By Melissa Mark-Viverito
The future of our City depends on the success of young people today. But instead of being able to focus on their aspirations, many girls and women, particularly those of color, are battling challenges rooted in gender, sex and race discrimination. Poverty, sexual violence and poor health outcomes stand squarely in the way of their success. For young women from immigrant families, these challenges are complicated by immigration status and language barriers. This has to change.
One year ago, I announced the launch of the New York City Council’s Young Women’s Initiative (YWI), a planning process that brought advocates, policy experts and young women and girls themselves together to make recommendations on how we can improve the lives of young women and girls in New York City. The result of the YWI is a set of policy and budgetary recommendations to improve the lives of young women and girls in our City. The New York City Council is also allocating $10 million over two years to commitment to YWI, a figure that is being matched by philanthropic partners. Together, $20 million will be invested in the futures of our daughters and sisters, all of whom should have the opportunity to thrive.
The urgency is as great as statistics show. Black and Latina girls and young women are 25 percent more likely to live in poverty. According to a New York Women’s Foundation’s 2015 publication, more than 40 percent of Black and Latina girls in New York City – and comparable percentages of girls from several new immigrant communities – lack access to the support they need to finish high school. In fact, eighteen percent of the women ages 16 to 24 were out of school and out of work, compared to 12 percent of young women ages 12 to 24 who are not Black or Latina.
Studies show that youth who are not connected to employment opportunities early on will have a difficult time accessing a steady job in the future and, in turn, earn less in the span of their work life. This is why the Young Women’s Initiative recommends that the City’s Summer Youth Employment Program (SYEP) becomes a year-round program. YWI also recommends increasing the reach of workforce training organizations that offer hands-on training, and calls for more college counselors to help students’ transition to higher education.
Young women want to make healthy and smart choices about their future. Yet many don’t have ready access to information, counseling and health services to avoid teen pregnancy or sexually transmitted infections.

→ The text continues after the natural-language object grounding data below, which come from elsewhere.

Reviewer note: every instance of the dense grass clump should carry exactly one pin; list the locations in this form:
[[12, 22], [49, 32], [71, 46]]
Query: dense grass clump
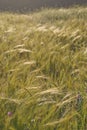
[[43, 70]]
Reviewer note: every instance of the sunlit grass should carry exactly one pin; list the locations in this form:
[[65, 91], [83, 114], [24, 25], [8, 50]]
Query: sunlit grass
[[43, 70]]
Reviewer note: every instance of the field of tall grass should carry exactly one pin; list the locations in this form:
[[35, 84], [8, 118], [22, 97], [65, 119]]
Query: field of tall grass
[[43, 70]]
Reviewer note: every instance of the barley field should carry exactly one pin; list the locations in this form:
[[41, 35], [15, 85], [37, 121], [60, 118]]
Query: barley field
[[43, 70]]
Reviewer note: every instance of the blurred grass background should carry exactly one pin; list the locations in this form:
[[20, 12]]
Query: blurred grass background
[[43, 70]]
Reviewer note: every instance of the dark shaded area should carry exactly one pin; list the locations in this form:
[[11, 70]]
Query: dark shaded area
[[27, 5]]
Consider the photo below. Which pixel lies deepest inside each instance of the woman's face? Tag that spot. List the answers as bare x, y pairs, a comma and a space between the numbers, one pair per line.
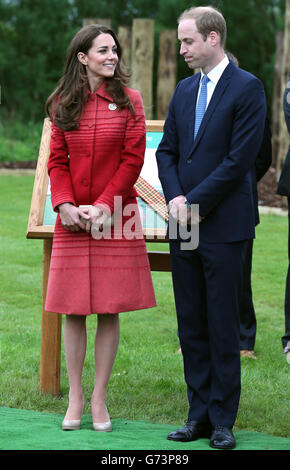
101, 59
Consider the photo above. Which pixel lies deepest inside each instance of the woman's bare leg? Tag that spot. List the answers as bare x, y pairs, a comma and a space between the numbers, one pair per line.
106, 346
75, 343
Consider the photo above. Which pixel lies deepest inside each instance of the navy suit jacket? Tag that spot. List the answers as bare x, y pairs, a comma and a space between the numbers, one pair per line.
216, 170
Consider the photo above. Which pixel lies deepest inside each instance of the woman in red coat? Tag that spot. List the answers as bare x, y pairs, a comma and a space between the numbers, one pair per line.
97, 151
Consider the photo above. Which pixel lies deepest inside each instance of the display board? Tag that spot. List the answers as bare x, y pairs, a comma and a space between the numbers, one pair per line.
42, 217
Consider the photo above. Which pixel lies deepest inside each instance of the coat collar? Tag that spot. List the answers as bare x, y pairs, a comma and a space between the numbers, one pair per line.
102, 92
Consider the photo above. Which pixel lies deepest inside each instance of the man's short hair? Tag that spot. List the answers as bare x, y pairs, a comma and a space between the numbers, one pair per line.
207, 19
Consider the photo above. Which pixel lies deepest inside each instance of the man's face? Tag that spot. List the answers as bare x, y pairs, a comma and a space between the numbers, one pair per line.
196, 51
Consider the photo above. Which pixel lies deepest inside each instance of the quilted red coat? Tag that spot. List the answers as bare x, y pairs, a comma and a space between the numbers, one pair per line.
106, 153
92, 165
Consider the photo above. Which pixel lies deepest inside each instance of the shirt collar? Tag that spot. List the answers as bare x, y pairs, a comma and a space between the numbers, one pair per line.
215, 74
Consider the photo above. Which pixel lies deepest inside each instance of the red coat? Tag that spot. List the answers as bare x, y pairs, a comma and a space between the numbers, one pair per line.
106, 153
91, 165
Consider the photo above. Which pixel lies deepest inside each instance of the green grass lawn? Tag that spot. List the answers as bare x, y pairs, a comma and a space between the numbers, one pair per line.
147, 379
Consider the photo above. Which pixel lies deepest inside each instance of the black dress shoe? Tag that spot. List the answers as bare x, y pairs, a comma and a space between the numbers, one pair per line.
222, 438
191, 431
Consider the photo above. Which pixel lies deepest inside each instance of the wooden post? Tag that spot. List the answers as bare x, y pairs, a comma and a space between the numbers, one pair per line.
50, 335
125, 39
142, 61
166, 71
284, 136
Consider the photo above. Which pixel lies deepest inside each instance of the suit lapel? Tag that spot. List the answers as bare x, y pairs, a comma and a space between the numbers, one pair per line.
189, 117
220, 88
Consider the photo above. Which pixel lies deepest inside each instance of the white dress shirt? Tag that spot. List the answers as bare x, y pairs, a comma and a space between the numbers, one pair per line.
214, 75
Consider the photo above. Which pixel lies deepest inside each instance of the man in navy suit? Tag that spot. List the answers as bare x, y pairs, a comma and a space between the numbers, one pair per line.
213, 169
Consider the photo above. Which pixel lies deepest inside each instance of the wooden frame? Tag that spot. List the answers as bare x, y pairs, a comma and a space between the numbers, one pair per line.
51, 322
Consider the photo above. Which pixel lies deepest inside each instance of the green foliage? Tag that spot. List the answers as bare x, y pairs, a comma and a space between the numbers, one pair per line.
19, 141
34, 36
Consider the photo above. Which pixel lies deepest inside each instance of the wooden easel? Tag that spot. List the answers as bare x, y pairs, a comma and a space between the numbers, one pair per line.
51, 322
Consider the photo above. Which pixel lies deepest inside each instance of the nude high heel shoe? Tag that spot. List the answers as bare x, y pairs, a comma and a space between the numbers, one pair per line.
72, 424
105, 427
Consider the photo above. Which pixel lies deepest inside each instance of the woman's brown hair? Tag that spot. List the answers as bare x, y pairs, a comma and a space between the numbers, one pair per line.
66, 103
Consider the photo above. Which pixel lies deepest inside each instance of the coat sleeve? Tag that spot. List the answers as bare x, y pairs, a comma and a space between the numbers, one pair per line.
264, 158
247, 134
58, 169
131, 158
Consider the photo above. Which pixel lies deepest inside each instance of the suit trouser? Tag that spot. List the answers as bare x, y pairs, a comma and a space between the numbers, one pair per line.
248, 324
286, 336
207, 286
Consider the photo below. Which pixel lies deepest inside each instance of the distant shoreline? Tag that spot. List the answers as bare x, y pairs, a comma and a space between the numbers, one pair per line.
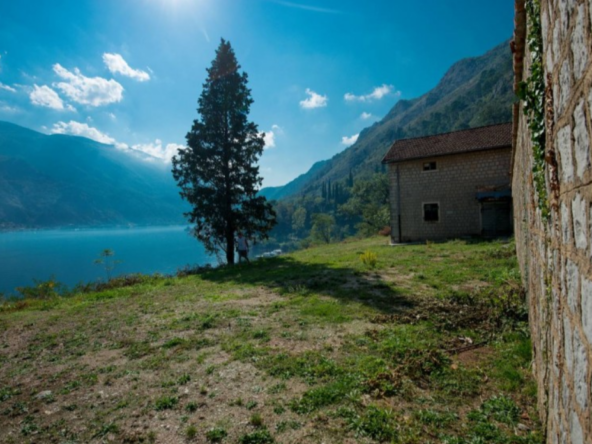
23, 228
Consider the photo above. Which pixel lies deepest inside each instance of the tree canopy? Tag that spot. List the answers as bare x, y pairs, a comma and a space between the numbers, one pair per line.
217, 172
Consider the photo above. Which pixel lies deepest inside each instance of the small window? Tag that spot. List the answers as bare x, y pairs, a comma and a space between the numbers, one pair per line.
431, 212
429, 166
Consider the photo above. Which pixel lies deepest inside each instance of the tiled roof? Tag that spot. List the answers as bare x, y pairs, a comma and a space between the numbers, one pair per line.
476, 139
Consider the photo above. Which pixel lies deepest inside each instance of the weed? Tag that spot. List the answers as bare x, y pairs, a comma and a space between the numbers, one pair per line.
191, 432
499, 408
175, 342
166, 403
262, 335
237, 402
183, 379
283, 426
251, 405
261, 436
278, 388
191, 406
216, 434
322, 396
279, 409
376, 423
256, 420
369, 259
106, 429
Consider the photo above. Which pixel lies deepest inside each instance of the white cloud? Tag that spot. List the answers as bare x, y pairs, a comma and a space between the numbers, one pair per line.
48, 98
159, 151
269, 139
270, 136
378, 93
155, 150
82, 129
347, 141
93, 91
7, 109
306, 7
6, 87
314, 100
117, 65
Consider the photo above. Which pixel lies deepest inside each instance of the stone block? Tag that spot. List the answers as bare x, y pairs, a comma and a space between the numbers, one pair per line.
580, 377
567, 345
565, 231
564, 147
579, 47
579, 213
587, 308
572, 281
582, 140
577, 435
565, 81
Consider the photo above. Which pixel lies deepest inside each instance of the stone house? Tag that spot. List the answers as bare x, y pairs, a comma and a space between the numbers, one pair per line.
451, 185
552, 185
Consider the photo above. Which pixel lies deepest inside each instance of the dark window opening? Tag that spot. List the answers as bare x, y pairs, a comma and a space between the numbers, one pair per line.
431, 212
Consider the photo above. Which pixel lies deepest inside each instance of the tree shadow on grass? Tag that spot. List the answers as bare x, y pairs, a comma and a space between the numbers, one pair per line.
290, 276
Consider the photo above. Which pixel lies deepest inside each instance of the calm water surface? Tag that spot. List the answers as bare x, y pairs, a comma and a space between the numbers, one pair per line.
68, 255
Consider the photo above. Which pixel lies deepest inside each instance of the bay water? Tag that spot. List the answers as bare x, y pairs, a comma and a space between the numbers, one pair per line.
68, 255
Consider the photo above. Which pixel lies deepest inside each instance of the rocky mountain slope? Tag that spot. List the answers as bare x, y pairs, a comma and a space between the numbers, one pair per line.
474, 92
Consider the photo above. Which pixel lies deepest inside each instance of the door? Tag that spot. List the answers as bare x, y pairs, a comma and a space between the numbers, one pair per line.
496, 218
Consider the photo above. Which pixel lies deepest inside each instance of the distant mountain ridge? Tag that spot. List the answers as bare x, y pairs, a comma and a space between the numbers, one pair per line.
474, 92
58, 180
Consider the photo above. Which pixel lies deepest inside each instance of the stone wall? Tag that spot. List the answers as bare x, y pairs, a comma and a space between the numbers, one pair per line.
555, 254
453, 185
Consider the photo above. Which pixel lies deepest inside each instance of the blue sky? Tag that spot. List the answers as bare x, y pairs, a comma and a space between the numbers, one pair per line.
129, 72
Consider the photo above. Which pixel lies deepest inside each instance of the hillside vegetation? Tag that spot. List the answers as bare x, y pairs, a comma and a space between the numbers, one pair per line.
474, 92
356, 342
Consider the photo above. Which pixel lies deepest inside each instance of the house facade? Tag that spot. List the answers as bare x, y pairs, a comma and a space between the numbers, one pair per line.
451, 185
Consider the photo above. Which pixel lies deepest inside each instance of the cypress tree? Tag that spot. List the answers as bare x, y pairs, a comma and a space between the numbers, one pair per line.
217, 172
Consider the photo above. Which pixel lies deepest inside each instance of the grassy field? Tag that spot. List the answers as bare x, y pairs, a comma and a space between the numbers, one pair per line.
413, 344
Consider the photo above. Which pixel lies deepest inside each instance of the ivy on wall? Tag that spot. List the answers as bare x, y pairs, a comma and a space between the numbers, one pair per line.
532, 94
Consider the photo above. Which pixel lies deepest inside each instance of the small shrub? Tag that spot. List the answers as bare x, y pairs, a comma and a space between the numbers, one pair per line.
261, 436
183, 379
166, 403
171, 343
386, 231
43, 290
369, 259
191, 407
191, 432
251, 405
256, 420
217, 434
375, 423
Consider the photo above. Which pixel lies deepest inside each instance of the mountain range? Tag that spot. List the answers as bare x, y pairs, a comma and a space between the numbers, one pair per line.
59, 180
475, 92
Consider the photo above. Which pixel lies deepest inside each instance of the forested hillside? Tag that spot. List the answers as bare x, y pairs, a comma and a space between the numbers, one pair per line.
474, 92
348, 194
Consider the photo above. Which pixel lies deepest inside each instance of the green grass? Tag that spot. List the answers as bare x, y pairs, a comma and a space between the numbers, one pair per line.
315, 346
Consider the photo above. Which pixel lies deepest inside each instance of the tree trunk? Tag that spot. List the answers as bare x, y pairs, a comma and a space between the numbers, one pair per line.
230, 247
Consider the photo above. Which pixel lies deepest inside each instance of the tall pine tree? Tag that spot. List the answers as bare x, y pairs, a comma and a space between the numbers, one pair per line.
217, 172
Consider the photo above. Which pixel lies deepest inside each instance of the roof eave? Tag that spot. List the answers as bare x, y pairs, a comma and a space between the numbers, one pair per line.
408, 159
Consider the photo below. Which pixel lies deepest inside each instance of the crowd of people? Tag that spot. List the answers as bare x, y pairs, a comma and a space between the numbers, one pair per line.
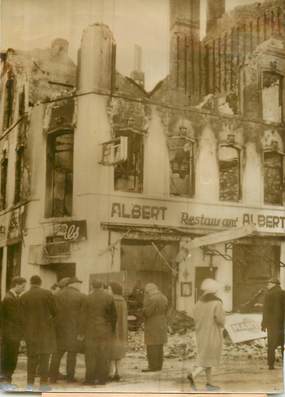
64, 320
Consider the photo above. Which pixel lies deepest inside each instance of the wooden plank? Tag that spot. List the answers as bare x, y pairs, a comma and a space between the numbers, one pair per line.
221, 237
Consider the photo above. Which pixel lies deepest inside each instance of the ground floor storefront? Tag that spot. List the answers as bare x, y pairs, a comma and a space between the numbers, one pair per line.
138, 240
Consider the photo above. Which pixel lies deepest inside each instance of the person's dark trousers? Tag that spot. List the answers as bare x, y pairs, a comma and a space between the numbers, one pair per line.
154, 357
70, 365
97, 361
34, 360
9, 358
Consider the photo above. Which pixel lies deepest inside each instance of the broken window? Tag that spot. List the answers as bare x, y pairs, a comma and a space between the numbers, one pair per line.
8, 106
229, 170
128, 174
272, 97
273, 178
181, 154
19, 174
3, 181
59, 174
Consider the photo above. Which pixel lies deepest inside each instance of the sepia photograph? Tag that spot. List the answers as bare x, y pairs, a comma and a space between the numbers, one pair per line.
142, 196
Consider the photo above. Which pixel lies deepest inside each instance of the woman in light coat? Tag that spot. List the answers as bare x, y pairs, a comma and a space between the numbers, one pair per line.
119, 343
209, 321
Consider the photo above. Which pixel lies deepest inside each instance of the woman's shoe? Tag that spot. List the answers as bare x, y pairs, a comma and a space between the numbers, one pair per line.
210, 387
191, 381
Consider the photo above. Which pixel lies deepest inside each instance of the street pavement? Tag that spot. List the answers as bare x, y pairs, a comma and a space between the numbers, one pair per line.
234, 375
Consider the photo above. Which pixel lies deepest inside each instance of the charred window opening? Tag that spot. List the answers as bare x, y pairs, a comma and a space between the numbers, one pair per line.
272, 92
59, 174
3, 181
22, 100
8, 107
19, 174
128, 174
181, 152
229, 169
273, 178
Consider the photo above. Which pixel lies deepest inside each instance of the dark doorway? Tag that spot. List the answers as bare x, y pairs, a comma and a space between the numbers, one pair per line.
141, 261
253, 266
13, 263
62, 270
201, 273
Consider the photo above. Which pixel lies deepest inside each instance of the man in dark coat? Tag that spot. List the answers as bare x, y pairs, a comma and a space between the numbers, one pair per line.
273, 319
38, 310
12, 328
69, 301
98, 322
155, 326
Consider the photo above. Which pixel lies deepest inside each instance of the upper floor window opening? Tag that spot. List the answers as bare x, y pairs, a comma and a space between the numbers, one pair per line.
3, 180
272, 97
181, 157
273, 177
8, 103
19, 174
229, 172
59, 177
128, 174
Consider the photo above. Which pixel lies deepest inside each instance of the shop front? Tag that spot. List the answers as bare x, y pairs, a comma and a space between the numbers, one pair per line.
243, 249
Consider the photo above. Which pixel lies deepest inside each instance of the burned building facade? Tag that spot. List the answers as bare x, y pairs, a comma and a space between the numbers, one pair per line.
102, 179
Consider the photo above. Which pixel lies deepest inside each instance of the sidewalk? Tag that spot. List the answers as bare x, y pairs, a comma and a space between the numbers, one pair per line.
234, 375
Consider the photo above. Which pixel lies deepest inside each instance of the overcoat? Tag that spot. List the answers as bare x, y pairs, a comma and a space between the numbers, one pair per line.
98, 318
69, 302
120, 337
38, 311
155, 319
273, 315
11, 318
209, 321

While unintended pregnancy among young people has declined overall in New York City, pregnancy rates among Black and Latina teens are four to seven times higher than rates among White and Asian American and Pacific Islander teens, with teen pregnancy rates highest in the Bronx. Devastating statistics also reveal that young Black women have the highest share of new HIV diagnoses among women in our City.
These critical health care needs must be dealt with now. YWI calls for an increase of the number of School-Based Health Centers across the City’s middle schools and high schools, and an expansion of the scope of services provided in middle schools to include confidential reproductive and sexual health care.
Young women have the right to opportunities, information and quality services. They equally have the right to a City that keeps them safe from sexual violence, prohibits discrimination in all forms and works to prevent contact with the criminal justice system. Young women should know that our City is on their side. We should be, and will be, nothing less than a City that elevates our girls.